En fait ce qui reste de plus patent de l’effervescence romantique des années 70, on le trouve je pense dans l’extraordinaire développement des travaux scientifiques et des réflexions philosophiques portant sur la conscience, problème tenu jusqu’alors pour tabou. Les praticiens de toutes disciplines, physiciens, neurobiologistes, psychologues, parapsychologues, philosophes, mêlent leurs contributions dans une joyeuse cacophonie, trop heureux, semble-t-il, de pouvoir donner leur avis après avoir été si longtemps interdits de le faire !
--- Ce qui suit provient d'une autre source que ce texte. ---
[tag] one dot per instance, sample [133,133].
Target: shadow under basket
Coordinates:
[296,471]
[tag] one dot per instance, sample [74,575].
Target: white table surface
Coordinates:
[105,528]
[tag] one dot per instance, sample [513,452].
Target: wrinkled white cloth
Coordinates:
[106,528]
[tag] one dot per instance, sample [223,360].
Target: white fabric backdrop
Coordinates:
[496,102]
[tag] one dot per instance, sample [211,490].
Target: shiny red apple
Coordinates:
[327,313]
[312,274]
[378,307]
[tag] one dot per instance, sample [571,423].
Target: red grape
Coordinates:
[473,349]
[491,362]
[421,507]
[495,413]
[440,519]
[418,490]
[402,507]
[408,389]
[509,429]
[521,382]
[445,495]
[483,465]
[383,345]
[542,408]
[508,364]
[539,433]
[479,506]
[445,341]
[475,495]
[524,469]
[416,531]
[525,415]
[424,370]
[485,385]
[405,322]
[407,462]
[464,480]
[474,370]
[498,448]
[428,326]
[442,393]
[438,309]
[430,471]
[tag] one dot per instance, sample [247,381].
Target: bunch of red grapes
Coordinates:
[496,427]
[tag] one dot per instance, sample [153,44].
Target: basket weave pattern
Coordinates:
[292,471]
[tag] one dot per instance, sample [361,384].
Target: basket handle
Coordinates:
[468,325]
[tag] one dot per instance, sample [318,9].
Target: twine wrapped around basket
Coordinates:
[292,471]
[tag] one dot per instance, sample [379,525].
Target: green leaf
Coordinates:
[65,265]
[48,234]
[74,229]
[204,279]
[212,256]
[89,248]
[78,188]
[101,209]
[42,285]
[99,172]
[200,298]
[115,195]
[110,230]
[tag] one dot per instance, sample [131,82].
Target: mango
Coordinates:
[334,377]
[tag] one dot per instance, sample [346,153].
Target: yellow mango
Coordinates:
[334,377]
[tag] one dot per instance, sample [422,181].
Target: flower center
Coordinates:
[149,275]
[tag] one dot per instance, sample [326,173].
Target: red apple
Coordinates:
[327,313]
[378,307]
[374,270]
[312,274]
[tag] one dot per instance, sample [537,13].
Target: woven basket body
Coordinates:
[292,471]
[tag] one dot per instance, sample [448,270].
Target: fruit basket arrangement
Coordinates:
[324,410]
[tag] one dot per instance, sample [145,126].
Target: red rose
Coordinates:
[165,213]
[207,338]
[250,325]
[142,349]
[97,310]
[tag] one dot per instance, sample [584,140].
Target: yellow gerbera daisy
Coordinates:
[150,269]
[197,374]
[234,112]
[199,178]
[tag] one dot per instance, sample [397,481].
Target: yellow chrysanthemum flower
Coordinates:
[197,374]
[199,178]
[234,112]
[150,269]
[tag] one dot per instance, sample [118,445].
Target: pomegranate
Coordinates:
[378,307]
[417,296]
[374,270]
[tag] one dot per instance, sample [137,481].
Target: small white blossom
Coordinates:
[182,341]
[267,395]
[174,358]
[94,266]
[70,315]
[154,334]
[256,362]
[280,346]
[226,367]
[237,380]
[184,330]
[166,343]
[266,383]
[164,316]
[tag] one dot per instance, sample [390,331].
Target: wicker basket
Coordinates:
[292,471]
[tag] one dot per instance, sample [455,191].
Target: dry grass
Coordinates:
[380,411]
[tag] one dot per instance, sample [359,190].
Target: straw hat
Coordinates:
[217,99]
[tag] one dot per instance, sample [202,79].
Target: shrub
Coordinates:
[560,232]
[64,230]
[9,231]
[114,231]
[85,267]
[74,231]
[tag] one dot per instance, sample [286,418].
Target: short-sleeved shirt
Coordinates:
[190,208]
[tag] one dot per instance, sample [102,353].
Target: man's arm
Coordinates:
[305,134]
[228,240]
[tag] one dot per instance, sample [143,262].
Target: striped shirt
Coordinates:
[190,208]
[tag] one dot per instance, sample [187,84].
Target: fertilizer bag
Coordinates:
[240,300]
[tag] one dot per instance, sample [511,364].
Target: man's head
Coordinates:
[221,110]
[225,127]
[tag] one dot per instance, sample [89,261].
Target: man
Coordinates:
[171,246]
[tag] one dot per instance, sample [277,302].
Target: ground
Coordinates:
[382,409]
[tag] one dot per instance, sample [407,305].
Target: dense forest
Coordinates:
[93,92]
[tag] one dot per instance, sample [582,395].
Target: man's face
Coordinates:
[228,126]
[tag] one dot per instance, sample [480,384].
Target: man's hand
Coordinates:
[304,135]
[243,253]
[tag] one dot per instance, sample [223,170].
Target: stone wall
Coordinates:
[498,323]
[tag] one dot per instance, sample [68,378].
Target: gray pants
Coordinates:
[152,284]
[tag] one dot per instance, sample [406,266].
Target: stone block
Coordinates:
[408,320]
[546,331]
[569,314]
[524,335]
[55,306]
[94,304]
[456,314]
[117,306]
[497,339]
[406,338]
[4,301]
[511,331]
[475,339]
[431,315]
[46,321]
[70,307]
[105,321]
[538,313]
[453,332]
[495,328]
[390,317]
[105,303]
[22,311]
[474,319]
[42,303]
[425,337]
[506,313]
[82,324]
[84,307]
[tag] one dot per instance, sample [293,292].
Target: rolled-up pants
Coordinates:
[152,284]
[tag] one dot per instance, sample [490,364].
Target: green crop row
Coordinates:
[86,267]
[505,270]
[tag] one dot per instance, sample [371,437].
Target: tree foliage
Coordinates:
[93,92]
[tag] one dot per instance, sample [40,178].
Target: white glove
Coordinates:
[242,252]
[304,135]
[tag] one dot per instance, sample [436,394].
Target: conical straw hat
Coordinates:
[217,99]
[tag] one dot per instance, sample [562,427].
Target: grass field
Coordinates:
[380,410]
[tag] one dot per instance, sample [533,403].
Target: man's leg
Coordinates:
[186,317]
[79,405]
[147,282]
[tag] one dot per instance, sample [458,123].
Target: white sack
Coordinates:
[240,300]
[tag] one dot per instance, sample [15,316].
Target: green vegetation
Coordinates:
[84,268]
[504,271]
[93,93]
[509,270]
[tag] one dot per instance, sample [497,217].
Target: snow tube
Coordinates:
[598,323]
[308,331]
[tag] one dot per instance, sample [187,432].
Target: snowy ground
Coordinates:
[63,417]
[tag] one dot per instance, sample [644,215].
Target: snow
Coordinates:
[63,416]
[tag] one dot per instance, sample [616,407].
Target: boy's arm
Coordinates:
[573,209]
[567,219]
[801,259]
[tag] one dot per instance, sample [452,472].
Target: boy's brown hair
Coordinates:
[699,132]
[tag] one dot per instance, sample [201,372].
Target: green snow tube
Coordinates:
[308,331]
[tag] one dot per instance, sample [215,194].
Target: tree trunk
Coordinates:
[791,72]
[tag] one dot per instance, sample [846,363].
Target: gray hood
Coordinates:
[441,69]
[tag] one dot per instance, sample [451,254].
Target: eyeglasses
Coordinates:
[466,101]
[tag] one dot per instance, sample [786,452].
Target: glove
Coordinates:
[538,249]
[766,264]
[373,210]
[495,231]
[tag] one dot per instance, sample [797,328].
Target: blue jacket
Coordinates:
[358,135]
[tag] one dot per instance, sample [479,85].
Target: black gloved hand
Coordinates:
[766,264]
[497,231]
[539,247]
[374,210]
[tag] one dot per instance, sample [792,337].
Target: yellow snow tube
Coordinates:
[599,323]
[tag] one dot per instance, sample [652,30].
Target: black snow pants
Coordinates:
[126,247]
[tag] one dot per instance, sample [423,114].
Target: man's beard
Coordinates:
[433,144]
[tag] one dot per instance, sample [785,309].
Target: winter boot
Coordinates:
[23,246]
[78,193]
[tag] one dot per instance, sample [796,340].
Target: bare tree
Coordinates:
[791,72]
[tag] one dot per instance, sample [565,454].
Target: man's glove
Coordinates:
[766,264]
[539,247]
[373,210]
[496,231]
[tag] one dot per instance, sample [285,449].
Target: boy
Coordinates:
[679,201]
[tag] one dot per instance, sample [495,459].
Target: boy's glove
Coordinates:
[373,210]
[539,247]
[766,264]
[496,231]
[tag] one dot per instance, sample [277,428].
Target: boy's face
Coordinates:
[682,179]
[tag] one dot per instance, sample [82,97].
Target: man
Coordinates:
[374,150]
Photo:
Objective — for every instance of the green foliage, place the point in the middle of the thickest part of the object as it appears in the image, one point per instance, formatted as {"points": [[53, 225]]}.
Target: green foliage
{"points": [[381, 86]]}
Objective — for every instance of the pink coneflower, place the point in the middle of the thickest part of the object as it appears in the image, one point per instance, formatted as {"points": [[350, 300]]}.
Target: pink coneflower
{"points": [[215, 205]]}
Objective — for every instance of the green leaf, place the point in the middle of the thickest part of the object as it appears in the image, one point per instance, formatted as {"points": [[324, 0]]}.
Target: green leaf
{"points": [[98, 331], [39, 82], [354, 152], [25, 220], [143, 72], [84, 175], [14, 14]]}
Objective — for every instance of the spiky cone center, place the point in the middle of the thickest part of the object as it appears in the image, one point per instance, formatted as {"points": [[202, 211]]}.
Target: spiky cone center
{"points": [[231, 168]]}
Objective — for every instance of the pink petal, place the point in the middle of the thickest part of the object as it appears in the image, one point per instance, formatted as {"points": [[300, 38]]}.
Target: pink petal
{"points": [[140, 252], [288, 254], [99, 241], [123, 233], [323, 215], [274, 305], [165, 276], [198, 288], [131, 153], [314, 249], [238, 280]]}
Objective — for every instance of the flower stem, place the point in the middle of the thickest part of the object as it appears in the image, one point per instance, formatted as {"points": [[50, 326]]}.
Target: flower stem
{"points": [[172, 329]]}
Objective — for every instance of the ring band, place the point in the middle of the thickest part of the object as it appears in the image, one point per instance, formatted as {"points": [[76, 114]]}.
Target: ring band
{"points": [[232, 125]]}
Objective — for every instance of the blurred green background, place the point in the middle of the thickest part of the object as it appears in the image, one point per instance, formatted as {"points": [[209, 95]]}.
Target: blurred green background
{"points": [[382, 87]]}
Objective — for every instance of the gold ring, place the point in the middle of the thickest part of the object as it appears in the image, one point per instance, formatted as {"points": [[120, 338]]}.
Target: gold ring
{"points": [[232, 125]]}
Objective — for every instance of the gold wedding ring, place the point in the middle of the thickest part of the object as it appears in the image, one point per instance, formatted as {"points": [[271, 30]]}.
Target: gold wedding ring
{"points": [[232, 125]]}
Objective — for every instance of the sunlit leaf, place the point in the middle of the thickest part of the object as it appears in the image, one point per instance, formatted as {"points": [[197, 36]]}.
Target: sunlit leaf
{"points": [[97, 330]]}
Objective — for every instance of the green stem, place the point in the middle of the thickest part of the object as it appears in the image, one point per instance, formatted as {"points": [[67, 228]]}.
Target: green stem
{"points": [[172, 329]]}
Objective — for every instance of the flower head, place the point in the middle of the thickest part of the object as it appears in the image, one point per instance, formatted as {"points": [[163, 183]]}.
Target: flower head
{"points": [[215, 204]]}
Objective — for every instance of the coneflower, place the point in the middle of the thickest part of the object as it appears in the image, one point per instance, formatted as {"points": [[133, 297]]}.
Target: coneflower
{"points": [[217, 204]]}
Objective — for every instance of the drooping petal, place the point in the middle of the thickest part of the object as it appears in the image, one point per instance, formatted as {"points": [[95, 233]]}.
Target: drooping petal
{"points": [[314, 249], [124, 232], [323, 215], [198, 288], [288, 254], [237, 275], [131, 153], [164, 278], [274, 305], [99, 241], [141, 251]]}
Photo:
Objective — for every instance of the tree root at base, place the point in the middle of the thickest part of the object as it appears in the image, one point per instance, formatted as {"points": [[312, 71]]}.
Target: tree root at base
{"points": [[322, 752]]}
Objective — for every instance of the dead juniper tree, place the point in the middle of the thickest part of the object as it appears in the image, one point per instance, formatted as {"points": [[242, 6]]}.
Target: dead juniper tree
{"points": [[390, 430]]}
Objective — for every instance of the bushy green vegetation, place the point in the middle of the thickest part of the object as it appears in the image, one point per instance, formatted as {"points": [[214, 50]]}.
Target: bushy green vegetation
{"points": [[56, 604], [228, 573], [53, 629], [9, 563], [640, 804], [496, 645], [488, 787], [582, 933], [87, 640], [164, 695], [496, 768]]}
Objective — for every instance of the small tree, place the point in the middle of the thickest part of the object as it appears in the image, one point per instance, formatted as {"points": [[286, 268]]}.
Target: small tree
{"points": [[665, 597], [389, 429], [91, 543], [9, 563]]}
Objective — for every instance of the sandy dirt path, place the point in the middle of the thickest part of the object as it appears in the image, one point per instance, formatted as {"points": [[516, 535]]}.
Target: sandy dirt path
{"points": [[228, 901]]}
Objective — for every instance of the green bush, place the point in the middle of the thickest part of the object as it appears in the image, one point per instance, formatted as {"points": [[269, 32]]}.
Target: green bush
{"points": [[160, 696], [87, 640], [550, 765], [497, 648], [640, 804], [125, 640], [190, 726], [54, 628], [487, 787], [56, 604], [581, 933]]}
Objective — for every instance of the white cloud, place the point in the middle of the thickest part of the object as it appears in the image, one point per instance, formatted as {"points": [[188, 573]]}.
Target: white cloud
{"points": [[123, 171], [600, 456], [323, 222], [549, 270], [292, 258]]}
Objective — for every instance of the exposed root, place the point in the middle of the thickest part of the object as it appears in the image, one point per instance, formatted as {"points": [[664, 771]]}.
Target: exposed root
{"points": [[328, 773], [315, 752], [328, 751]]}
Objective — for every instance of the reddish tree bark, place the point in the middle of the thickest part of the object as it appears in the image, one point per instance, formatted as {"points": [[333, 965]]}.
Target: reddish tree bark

Mais de toute évidence l’équilibre actuel est instable. Il y a trop d’incohérences dans le champ de la science pour qu’on puisse s’en satisfaire. Les descriptions qui restent à unifier du microcosme et du macrocosme, l’étrange présence de la conscience dans le monde physique, l’irruption bizarre de phénomènes « paranormaux » apparemment liés à la conscience, sont autant d’indices d’un profond inachèvement des connaissances. Que seront les prochaines découvertes fondamentales ? A quels changements de notre image du monde conduiront-elles ? Bien malin celui qui peut le dire. En tout cas, même si certains développements de la physique conduisent à des prédictions invérifiables qui peuvent laisser craindre qu’on s’est engagé dans des culs-de-sac et font craindre à certain un arrêt de la science (le Mur évoqué ici par Aimé Michel), il est bien trop tôt pour se laisser aller à un tel pessimisme.

[6Aimé Michel s’est livré l’un des premiers, sinon le premier en France, à ce difficile exercice de vulgarisation de la découverte de Bell. Ainsi la présente chronique fait suite à plusieurs autres sur le même thème, notamment les chroniques n° 285, La dernière serrure – Un monde en dehors de l’espace et du temps (20.01.2014), n° 286, Qu’est-ce qui n’est pas dans le temps ni l’espace et qui est infini ? – Le désaveu de la physique qui ne serait que physique (17.03.2014) et n° 294, Sur le seuil de la nouvelle physique – Une lettre de Olivier Costa de Beauregard (24.03.2014).

Depuis, plusieurs physiciens dont on trouve ou trouvera les noms au fil de ces chroniques (Aczel, Bricmont, Costa de Beauregard, Davies, d’Espagnat, Herbert, Penrose et bien d’autres) s’y sont essayés. Une introduction à la physique quantique, claire et fort complète eu égard à sa brièveté, est donnée par S. Ortoli et J.-P. Pharabod : Le cantique des quantiques, La Découverte, Paris, 2nde édition, 2007, complétée par leur livre plus récent Métaphysique quantique, La Découverte, Paris, 2011.